Он печалился о том Гаудине, которого узнал сначала, в первые здешние месяцы — загадочный, ироничный, державший, казалось, в карманах все тайны мира. Ничуть не похожий на того, недавнего, которому пришлось бросить в лицо горькие истины.
Он печалился о своей юности. Только сейчас ему пришло в голову, что все случившееся с ним поначалу, было, если подумать, его юностью — лихой, отчаянной, мушкетерской, с обретением новых друзей, опасными странствиями, головокружительными приключениями и совершеннейшей неизвестностью впереди.
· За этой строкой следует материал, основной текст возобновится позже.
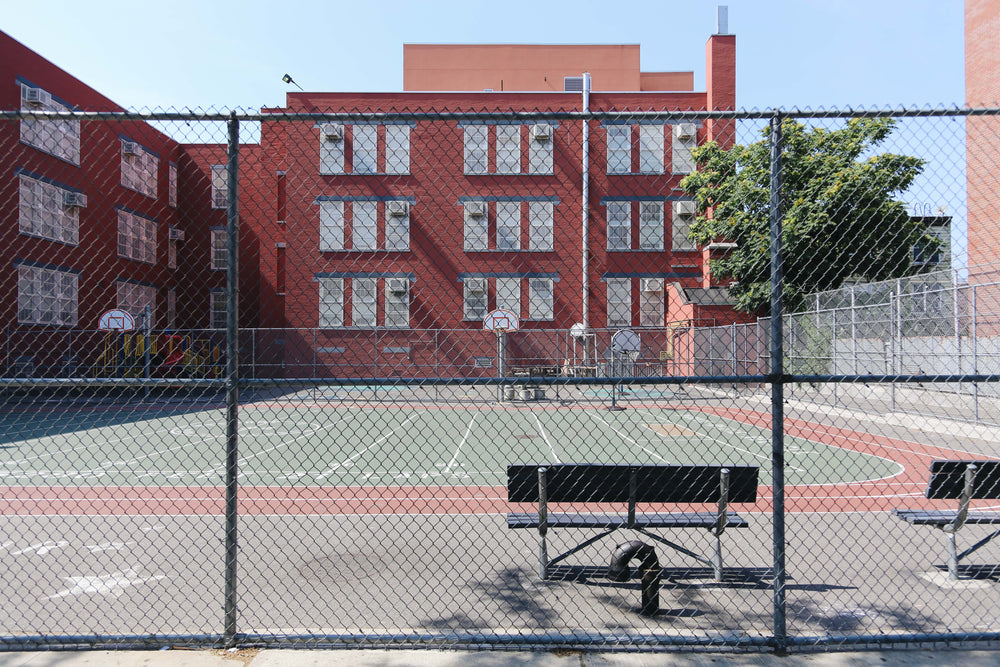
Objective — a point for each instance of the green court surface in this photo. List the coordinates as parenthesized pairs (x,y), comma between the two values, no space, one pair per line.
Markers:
(322,445)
Вот только юности свойственно проходить. И, надевши на голову первую свою корону из нынешнего множества, Сварог — далеко не сразу это сообразив — с юностью расстался навсегда. Началось другое — важное, полезное, чертовски нужное, напрочь взрослое, но уже ничего общего не имевшее с грохотом копыт по пыльной дороге, с грубоватыми прибаутками друзей… С лихой юностью.